Speeding up global DNS resolution by avoiding CNAMES
As shown in my article “A small CDN for my Mastodon instance metalhead.club,” I like to use CNAMEs to organize my DNS entries. I usually create a DNS record for each host that maps its hostname to the IP. Then I use one or more CNAME entries to link certain (sub)domains to these CNAMEs depending on the service and purpose. This helps with overview and can make organization easier—especially if IP addresses for hosts need to be changed. Thanks to the chaining of entries, only the last mapping from server hostname to IP needs to be adjusted if the IP address of the target host changes.
Using the example from the article mentioned above, a CNAME chain might look like this:
[thomas@thomas-nb]~% dig media.metalhead.club
;; ANSWER SECTION:
media.metalhead.club. 1800 IN CNAME metalheadclub-media.cdn.650thz.de.
metalheadclub-media.cdn.650thz.de. 21600 IN CNAME s3.650thz.de.
s3.650thz.de. 3600 IN A 5.1.72.141
So first media.metalhead.club is resolved, then metalheadclub-media.cdn.650thz.de, and finally s3.650thz.de. Only then is the IP address for the target host determined. I like this in the sense of order, because the structure makes sense to me in my head. However, as I discovered when analyzing my small CDN for metalhead.club, this is not particularly conducive to performance. This is because the use of CNAMES also has a significant disadvantage: the time required for DNS resolution increases with each CNAME in the chain up to the IP address.
For example, resolving the second line from the “Answer Section” alone means: first resolve .de (query DNS root server), then query .de nameserver for 650thz.de, then query 650thz.de nameserver for cdn, and finally query the cdn nameserver for metalhead.club-media. Only then is it clear: s3.650thz.de must be resolved. The game starts again until the IP address is finally determined.

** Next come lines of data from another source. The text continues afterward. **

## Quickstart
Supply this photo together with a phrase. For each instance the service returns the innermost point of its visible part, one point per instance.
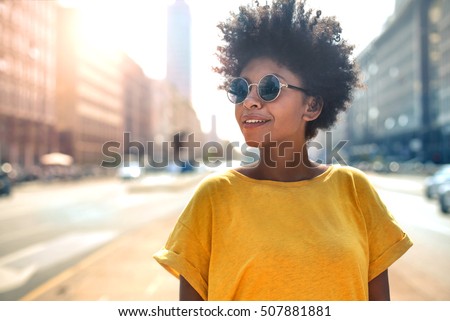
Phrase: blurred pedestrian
(287, 228)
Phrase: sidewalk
(125, 271)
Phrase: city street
(48, 229)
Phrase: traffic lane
(22, 270)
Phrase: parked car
(432, 183)
(5, 183)
(444, 197)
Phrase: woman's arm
(379, 288)
(187, 292)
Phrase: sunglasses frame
(282, 85)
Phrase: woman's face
(282, 120)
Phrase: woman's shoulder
(218, 179)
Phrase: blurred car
(444, 197)
(432, 183)
(130, 171)
(5, 183)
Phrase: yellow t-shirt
(321, 239)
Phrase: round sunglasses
(268, 89)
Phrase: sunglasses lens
(269, 88)
(238, 90)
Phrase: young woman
(287, 228)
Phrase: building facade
(89, 93)
(27, 82)
(402, 112)
(179, 47)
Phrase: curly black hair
(301, 40)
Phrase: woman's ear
(313, 108)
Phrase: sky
(139, 28)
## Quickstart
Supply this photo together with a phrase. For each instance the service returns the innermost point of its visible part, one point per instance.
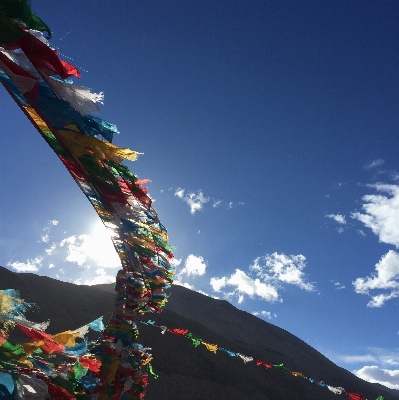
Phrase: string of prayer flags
(245, 358)
(336, 390)
(152, 373)
(266, 365)
(298, 374)
(281, 366)
(196, 341)
(97, 325)
(181, 332)
(354, 396)
(230, 353)
(112, 366)
(214, 347)
(211, 347)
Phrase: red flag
(178, 331)
(43, 57)
(49, 346)
(17, 70)
(266, 365)
(354, 396)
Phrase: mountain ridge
(186, 372)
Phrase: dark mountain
(186, 372)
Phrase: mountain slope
(186, 372)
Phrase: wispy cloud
(337, 218)
(96, 249)
(93, 251)
(386, 278)
(245, 285)
(381, 213)
(375, 163)
(32, 265)
(373, 374)
(46, 230)
(337, 285)
(265, 277)
(376, 355)
(197, 200)
(383, 369)
(265, 314)
(194, 266)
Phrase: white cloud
(194, 265)
(95, 248)
(266, 314)
(283, 268)
(45, 237)
(375, 355)
(195, 201)
(97, 280)
(245, 285)
(375, 163)
(337, 218)
(184, 284)
(338, 286)
(51, 250)
(265, 277)
(32, 265)
(374, 374)
(381, 213)
(386, 278)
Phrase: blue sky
(270, 133)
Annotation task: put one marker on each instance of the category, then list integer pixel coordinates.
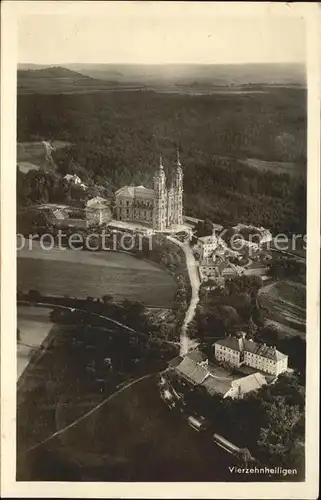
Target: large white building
(240, 351)
(98, 211)
(160, 207)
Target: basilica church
(161, 207)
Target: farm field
(159, 445)
(32, 155)
(81, 274)
(285, 305)
(34, 325)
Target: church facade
(161, 207)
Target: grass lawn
(34, 325)
(285, 304)
(80, 274)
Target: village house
(74, 179)
(98, 211)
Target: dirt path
(185, 342)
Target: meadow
(81, 274)
(285, 304)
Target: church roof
(253, 347)
(97, 200)
(135, 192)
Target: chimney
(241, 343)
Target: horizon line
(298, 63)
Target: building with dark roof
(196, 371)
(161, 207)
(239, 351)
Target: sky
(138, 34)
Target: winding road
(185, 342)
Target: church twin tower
(168, 201)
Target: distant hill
(56, 79)
(214, 74)
(168, 77)
(51, 72)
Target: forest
(117, 137)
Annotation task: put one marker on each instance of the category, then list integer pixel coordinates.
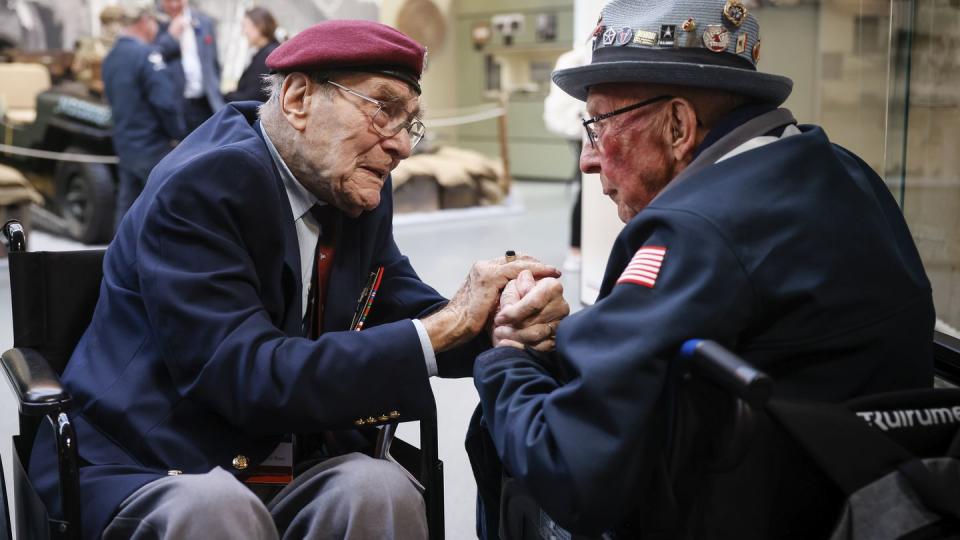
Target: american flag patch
(644, 267)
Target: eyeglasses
(593, 125)
(386, 124)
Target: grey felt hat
(700, 43)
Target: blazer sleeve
(167, 45)
(199, 251)
(583, 430)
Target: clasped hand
(529, 313)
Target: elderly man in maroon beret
(223, 349)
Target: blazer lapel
(346, 278)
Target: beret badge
(734, 12)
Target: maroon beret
(351, 45)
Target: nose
(398, 146)
(589, 159)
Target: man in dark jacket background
(741, 227)
(147, 120)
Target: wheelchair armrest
(36, 384)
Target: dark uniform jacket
(794, 254)
(204, 30)
(144, 103)
(250, 85)
(194, 355)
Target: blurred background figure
(259, 27)
(145, 104)
(563, 115)
(91, 51)
(188, 44)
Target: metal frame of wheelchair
(716, 370)
(36, 384)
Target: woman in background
(259, 27)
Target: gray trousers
(350, 496)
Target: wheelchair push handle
(728, 370)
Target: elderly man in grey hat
(742, 227)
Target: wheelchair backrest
(53, 296)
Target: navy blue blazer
(144, 103)
(195, 353)
(794, 254)
(205, 31)
(250, 85)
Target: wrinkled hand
(177, 26)
(529, 313)
(472, 307)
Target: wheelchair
(53, 295)
(741, 465)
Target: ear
(682, 132)
(295, 96)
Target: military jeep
(61, 136)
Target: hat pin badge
(734, 12)
(716, 38)
(609, 36)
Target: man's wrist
(446, 328)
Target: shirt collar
(301, 200)
(731, 121)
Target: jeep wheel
(86, 196)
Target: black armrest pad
(34, 381)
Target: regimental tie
(328, 217)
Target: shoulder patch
(644, 267)
(156, 59)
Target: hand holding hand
(177, 25)
(529, 313)
(471, 308)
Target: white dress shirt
(190, 59)
(308, 232)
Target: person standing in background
(259, 27)
(146, 113)
(563, 115)
(192, 57)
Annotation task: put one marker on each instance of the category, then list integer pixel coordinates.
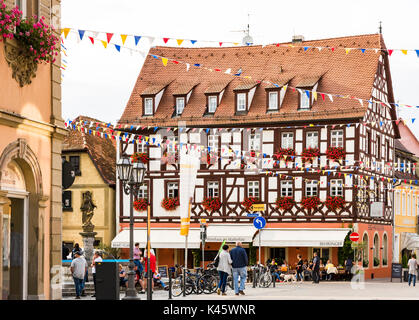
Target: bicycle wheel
(265, 280)
(177, 287)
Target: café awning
(409, 241)
(230, 232)
(159, 238)
(302, 237)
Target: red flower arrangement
(334, 203)
(310, 202)
(170, 204)
(140, 204)
(211, 204)
(310, 153)
(139, 156)
(285, 203)
(335, 153)
(248, 202)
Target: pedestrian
(348, 267)
(316, 268)
(300, 268)
(78, 269)
(97, 257)
(152, 266)
(239, 263)
(413, 265)
(224, 269)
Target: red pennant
(109, 36)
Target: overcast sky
(98, 81)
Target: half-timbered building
(311, 121)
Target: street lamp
(131, 175)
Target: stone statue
(87, 209)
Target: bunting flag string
(331, 96)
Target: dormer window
(180, 105)
(148, 106)
(241, 101)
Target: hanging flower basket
(310, 202)
(335, 153)
(170, 204)
(309, 154)
(248, 202)
(140, 204)
(334, 203)
(139, 157)
(211, 204)
(285, 203)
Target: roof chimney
(297, 39)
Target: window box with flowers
(248, 202)
(309, 154)
(139, 157)
(285, 203)
(28, 42)
(334, 203)
(211, 204)
(140, 204)
(170, 204)
(309, 203)
(335, 153)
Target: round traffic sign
(354, 236)
(259, 222)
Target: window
(213, 143)
(286, 188)
(304, 101)
(287, 140)
(212, 103)
(143, 191)
(148, 106)
(67, 200)
(180, 105)
(337, 138)
(213, 189)
(312, 139)
(273, 100)
(253, 189)
(241, 101)
(173, 190)
(311, 188)
(254, 141)
(336, 188)
(75, 162)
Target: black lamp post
(131, 175)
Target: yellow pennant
(123, 37)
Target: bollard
(170, 285)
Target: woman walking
(413, 265)
(224, 269)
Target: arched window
(385, 250)
(376, 251)
(365, 250)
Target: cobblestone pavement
(378, 289)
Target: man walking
(239, 257)
(316, 268)
(78, 269)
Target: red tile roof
(102, 151)
(347, 74)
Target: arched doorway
(21, 220)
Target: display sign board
(163, 271)
(396, 271)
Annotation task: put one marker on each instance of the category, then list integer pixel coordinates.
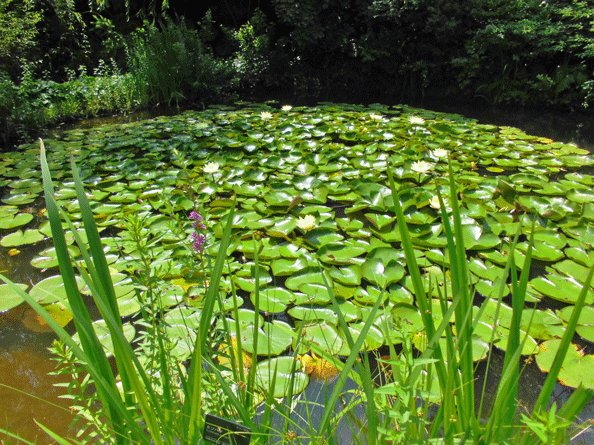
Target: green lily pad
(577, 366)
(9, 298)
(273, 338)
(273, 299)
(286, 373)
(19, 238)
(12, 221)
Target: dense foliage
(526, 52)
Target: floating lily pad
(577, 366)
(19, 238)
(285, 372)
(9, 298)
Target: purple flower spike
(199, 241)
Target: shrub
(172, 64)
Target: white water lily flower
(420, 167)
(306, 222)
(210, 167)
(266, 115)
(440, 153)
(416, 120)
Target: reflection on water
(27, 391)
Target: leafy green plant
(172, 65)
(137, 389)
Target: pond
(311, 183)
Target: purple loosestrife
(198, 239)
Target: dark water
(27, 392)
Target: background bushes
(524, 52)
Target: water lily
(306, 222)
(266, 115)
(210, 167)
(416, 120)
(420, 167)
(440, 153)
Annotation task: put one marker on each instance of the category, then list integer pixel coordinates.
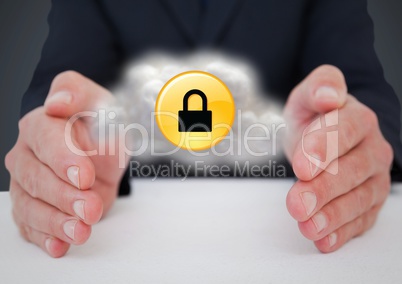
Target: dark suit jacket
(284, 39)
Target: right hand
(57, 195)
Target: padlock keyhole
(195, 103)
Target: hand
(341, 187)
(56, 194)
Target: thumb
(72, 92)
(322, 91)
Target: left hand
(339, 194)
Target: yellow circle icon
(195, 110)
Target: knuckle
(22, 124)
(370, 117)
(349, 131)
(329, 69)
(23, 232)
(66, 79)
(359, 226)
(61, 198)
(388, 153)
(29, 181)
(360, 198)
(53, 224)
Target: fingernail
(320, 221)
(69, 228)
(332, 239)
(309, 200)
(327, 92)
(60, 97)
(48, 242)
(79, 208)
(73, 174)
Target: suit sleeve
(341, 33)
(79, 39)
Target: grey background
(23, 29)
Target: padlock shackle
(195, 92)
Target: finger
(355, 228)
(71, 93)
(39, 181)
(53, 246)
(47, 219)
(307, 197)
(346, 208)
(45, 136)
(322, 91)
(332, 136)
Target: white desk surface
(206, 231)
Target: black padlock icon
(195, 120)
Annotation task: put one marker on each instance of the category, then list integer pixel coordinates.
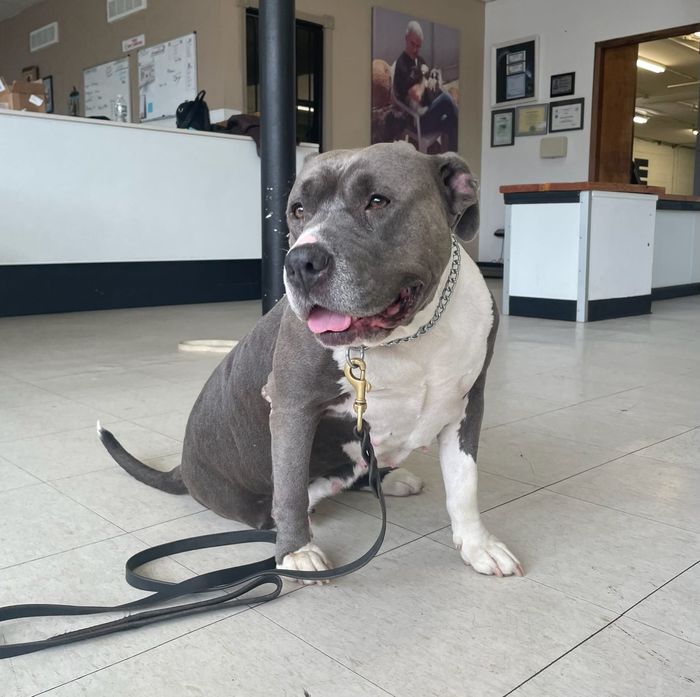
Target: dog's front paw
(488, 555)
(401, 482)
(309, 558)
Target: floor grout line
(598, 631)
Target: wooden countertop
(582, 186)
(679, 197)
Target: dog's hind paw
(309, 558)
(401, 482)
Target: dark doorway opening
(309, 75)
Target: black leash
(236, 581)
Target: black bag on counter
(194, 114)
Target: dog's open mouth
(336, 328)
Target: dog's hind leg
(458, 448)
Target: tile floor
(590, 471)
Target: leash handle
(241, 579)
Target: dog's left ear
(460, 189)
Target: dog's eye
(377, 201)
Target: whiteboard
(167, 77)
(102, 84)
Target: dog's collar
(447, 291)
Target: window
(309, 77)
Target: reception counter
(97, 214)
(578, 251)
(676, 269)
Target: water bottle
(120, 109)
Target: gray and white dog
(373, 256)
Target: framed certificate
(531, 120)
(514, 71)
(566, 115)
(502, 132)
(562, 85)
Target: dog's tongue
(321, 320)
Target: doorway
(309, 75)
(625, 94)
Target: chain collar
(441, 306)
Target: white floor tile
(674, 608)
(242, 655)
(662, 491)
(67, 454)
(623, 660)
(118, 497)
(527, 455)
(418, 623)
(90, 575)
(37, 521)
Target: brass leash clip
(355, 373)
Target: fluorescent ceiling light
(644, 64)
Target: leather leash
(235, 582)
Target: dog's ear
(460, 190)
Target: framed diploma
(514, 71)
(531, 120)
(566, 115)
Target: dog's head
(370, 238)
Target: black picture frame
(531, 120)
(564, 117)
(501, 115)
(514, 75)
(562, 85)
(48, 90)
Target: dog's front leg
(292, 430)
(459, 443)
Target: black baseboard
(545, 308)
(31, 289)
(679, 291)
(610, 308)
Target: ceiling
(671, 105)
(10, 8)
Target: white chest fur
(419, 387)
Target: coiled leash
(236, 582)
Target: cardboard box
(22, 96)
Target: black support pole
(278, 138)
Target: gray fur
(251, 459)
(470, 428)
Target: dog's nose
(306, 265)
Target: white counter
(578, 251)
(76, 190)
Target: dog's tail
(170, 482)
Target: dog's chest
(419, 387)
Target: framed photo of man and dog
(415, 81)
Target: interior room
(491, 257)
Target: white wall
(82, 190)
(670, 167)
(568, 31)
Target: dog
(375, 258)
(433, 84)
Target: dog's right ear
(460, 189)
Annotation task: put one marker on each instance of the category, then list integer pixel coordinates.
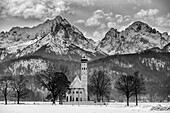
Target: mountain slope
(55, 36)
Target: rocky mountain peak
(139, 26)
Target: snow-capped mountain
(136, 38)
(56, 37)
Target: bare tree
(18, 85)
(5, 86)
(100, 84)
(139, 85)
(125, 85)
(56, 82)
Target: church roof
(76, 83)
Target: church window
(76, 98)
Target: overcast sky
(93, 17)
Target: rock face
(139, 47)
(55, 37)
(134, 39)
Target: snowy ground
(38, 107)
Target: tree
(100, 84)
(56, 82)
(5, 86)
(125, 85)
(139, 85)
(18, 85)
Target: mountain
(56, 39)
(136, 38)
(138, 47)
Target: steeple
(84, 76)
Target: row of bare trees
(131, 85)
(53, 78)
(128, 85)
(14, 84)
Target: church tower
(84, 61)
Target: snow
(47, 107)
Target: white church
(78, 87)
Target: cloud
(94, 20)
(98, 35)
(143, 13)
(39, 9)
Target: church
(78, 87)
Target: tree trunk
(18, 96)
(54, 97)
(102, 98)
(136, 99)
(127, 101)
(97, 97)
(60, 100)
(5, 96)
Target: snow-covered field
(39, 107)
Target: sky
(93, 17)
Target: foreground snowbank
(40, 107)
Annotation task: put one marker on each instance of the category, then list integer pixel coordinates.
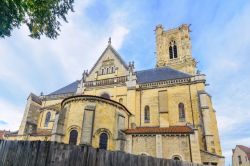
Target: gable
(109, 65)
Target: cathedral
(163, 112)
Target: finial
(109, 40)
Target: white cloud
(10, 114)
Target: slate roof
(143, 76)
(71, 88)
(159, 74)
(160, 130)
(115, 53)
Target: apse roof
(159, 74)
(71, 88)
(158, 130)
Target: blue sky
(220, 40)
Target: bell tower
(174, 49)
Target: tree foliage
(41, 16)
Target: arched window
(146, 114)
(105, 95)
(47, 119)
(73, 137)
(173, 50)
(103, 141)
(181, 112)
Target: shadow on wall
(39, 153)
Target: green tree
(41, 16)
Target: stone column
(87, 125)
(204, 104)
(195, 147)
(159, 145)
(129, 144)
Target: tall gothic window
(73, 137)
(47, 119)
(146, 114)
(181, 112)
(103, 141)
(172, 50)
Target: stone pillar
(159, 145)
(31, 113)
(204, 105)
(59, 126)
(129, 144)
(195, 147)
(87, 125)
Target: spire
(109, 42)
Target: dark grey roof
(71, 88)
(159, 74)
(115, 53)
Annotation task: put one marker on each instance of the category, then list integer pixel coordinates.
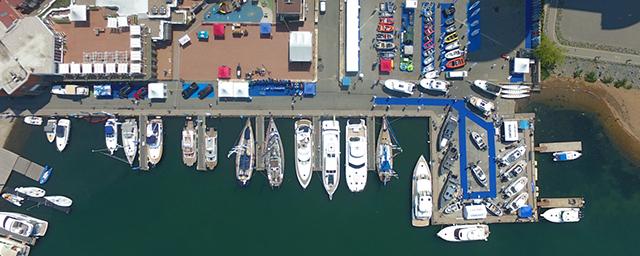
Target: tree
(549, 54)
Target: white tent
(111, 68)
(300, 46)
(123, 22)
(112, 23)
(78, 13)
(135, 30)
(63, 68)
(157, 90)
(75, 68)
(86, 68)
(136, 68)
(98, 68)
(123, 68)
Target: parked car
(190, 90)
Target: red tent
(224, 72)
(386, 65)
(218, 30)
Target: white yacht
(154, 140)
(23, 225)
(356, 154)
(50, 130)
(331, 156)
(111, 135)
(399, 86)
(562, 215)
(189, 143)
(130, 139)
(421, 194)
(464, 233)
(31, 191)
(435, 85)
(304, 151)
(211, 148)
(63, 129)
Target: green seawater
(175, 210)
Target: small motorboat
(455, 63)
(566, 156)
(384, 46)
(384, 36)
(399, 86)
(33, 120)
(31, 191)
(385, 28)
(562, 215)
(61, 201)
(13, 198)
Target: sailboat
(304, 151)
(356, 162)
(130, 139)
(111, 135)
(211, 148)
(421, 194)
(274, 155)
(189, 143)
(331, 156)
(385, 154)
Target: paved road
(550, 30)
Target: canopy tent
(86, 68)
(135, 43)
(386, 65)
(75, 68)
(224, 72)
(218, 30)
(135, 30)
(111, 68)
(98, 68)
(157, 91)
(112, 23)
(300, 46)
(63, 68)
(136, 55)
(78, 13)
(123, 68)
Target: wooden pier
(201, 128)
(559, 146)
(142, 146)
(570, 202)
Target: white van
(455, 74)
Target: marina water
(175, 210)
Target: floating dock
(559, 146)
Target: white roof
(233, 89)
(78, 13)
(300, 46)
(135, 30)
(86, 68)
(111, 68)
(75, 68)
(98, 68)
(112, 22)
(521, 65)
(157, 91)
(123, 68)
(63, 68)
(510, 130)
(136, 55)
(135, 43)
(352, 41)
(136, 68)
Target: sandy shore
(615, 108)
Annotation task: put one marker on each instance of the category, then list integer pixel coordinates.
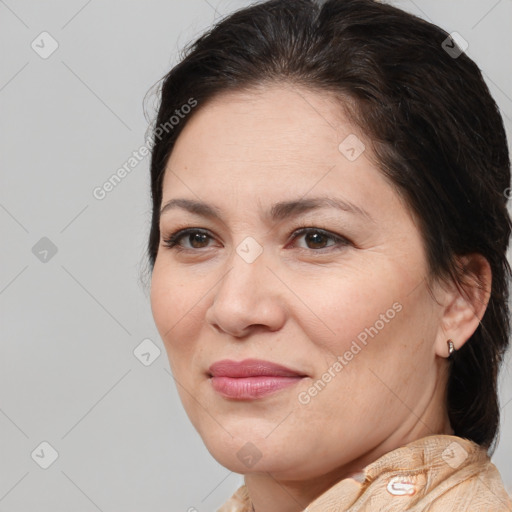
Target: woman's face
(343, 307)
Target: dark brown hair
(435, 129)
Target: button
(401, 486)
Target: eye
(315, 239)
(195, 236)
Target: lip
(251, 379)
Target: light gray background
(69, 326)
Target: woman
(328, 255)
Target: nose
(249, 297)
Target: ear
(462, 310)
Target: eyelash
(172, 241)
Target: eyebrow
(278, 211)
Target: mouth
(251, 379)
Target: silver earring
(451, 348)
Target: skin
(303, 301)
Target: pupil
(315, 236)
(196, 237)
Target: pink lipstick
(251, 378)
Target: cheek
(175, 307)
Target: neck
(270, 493)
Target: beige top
(438, 473)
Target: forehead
(279, 130)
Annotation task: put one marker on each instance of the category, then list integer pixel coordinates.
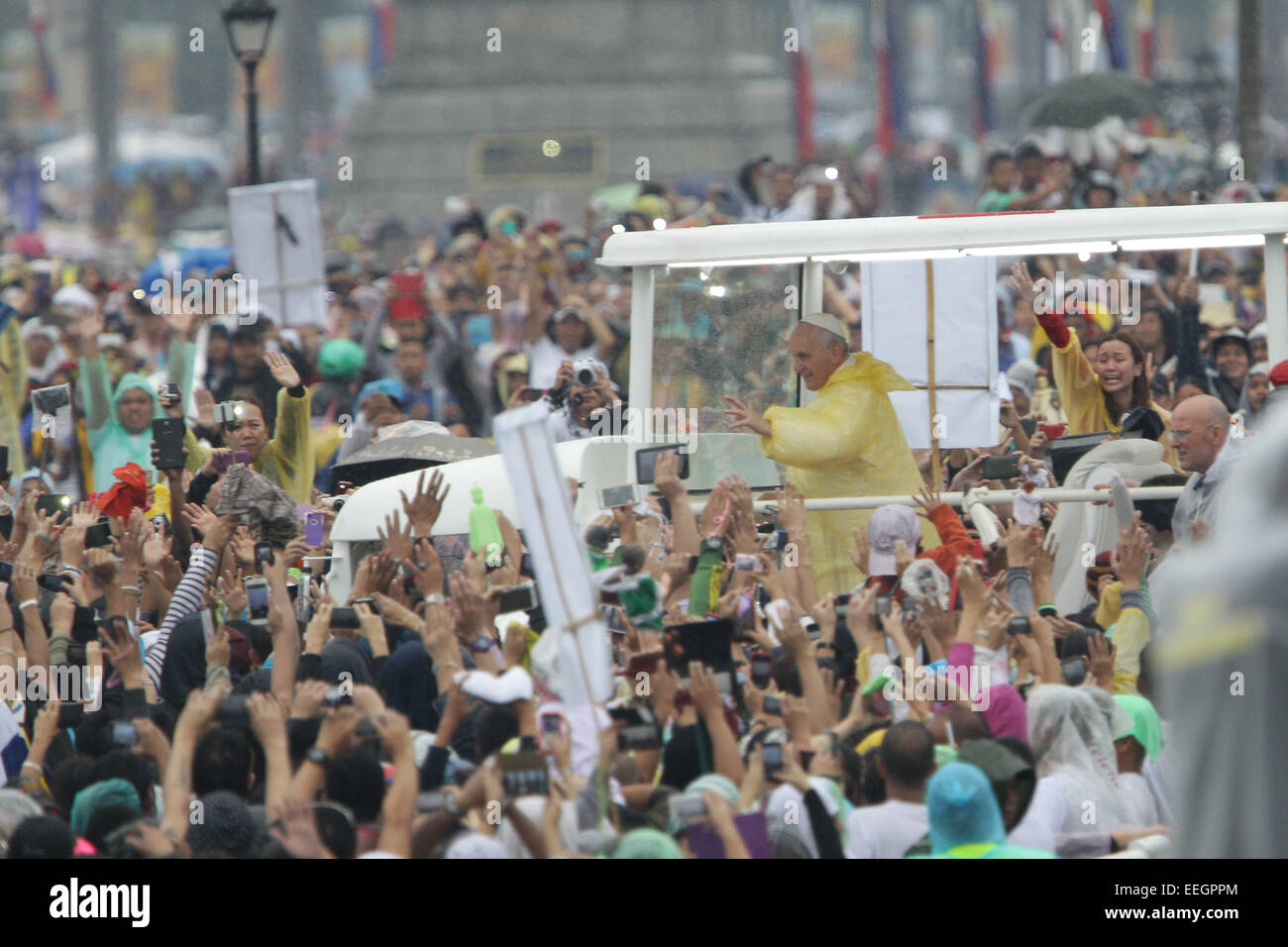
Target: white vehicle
(595, 463)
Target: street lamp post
(248, 24)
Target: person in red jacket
(890, 525)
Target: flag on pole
(892, 103)
(986, 60)
(1052, 63)
(803, 82)
(1112, 24)
(44, 63)
(384, 17)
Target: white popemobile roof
(1009, 234)
(912, 236)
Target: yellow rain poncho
(846, 442)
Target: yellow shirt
(1083, 401)
(846, 442)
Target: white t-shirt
(544, 359)
(1044, 817)
(885, 831)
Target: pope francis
(846, 442)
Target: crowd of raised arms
(226, 705)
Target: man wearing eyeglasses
(1201, 434)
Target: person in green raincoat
(119, 420)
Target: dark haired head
(137, 771)
(1001, 155)
(909, 754)
(1138, 384)
(42, 836)
(223, 761)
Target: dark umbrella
(406, 454)
(1085, 101)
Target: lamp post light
(248, 24)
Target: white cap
(825, 320)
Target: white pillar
(1276, 299)
(642, 355)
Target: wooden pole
(930, 372)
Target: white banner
(277, 240)
(568, 595)
(894, 330)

It should be clear that this chain of two CNAME entries takes time to be resolved by the user’s DNS resolver. For regional users who are within range of these name servers, the effort is not so significant, as resolving each link in the chain usually only takes a few tenths of a millisecond.
However, the situation is different for users who (as in the case of metalhead.club) have to access name servers in Europe from the US or Australia, for example. This is because:
- Root server: Global
- .de name server: Global
- 650thz.de: Regional, EU
- cdn.650thz.de: Regional, EU
My chain involves four zones on four (virtual) name servers. Each one must be queried individually, and only two of them are globally positioned, meaning they can be accessed worldwide with minimal latency. All regional servers are only accessible to those outside the EU with significantly increased runtimes. The fact that two (from their perspective “slow”) regional DNS name servers have to be queried in the case of a US user means that the increased latencies add up very quickly.
From the perspective of a US user or a user from Asia, it is therefore particularly important that resolution chains are kept as short as possible. This becomes particularly clear when using a tool such as globalping.io and looking at the global resolution times in DNS mode:
While EU users get media.metalhead.club (media-old.metalhead.club in the screenshot) resolved in about 0.004–0.070 seconds, someone in Japan has to wait a lot longer: about 1.5 seconds! Only then can their browser start connecting to the final destination server.
Of course, this only applies to the first DNS query after the TTL has expired. Subsequent queries are usually answered by the DNS resolver from the cache, so they are answered orders of magnitude faster. However, after the TTL expires, the first request takes another 1.5 seconds! However, given the small number of users in some regions, it cannot be assumed that they use a common DNS resolver. Therefore, it is important to me that uncached requests are also answered quickly.
So I decided to do without CNAME chains altogether. And this is how it worked:
- In the metalhead.club zone, I delegated the subdomain media.metalhead.club directly to Scaleway’s GeoIP nameserver.
- The Scaleway nameserver then resolves directly to an IP address that matches the user’s region.
This means that CNAMEs are no longer involved in the resolution: the entire resolution is now based solely on zone delegation.
The whole process could be improved further by taking the following measures:
- No separation of “normal” DNS nameserver (Core-Networks.de) and GeoIP nameserver (Scaleway): This would eliminate the need for the “media” zone delegation.
- Global accessibility of all nameservers (however, this is a significant cost factor and also requires a new DNS provider).
But even without these two improvements, I was able to significantly reduce resolution time simply by dispensing with CNAMES, as this screenshot shows:
That’s much better: after optimization by dispensing with CNAMES, the resolution of media.metalhead.club now takes only around 0.7 seconds instead of 1.9 seconds!
By the way: for technical reasons, the main domain metalhead.club resolves to IP addresses anyway. No optimization was necessary here.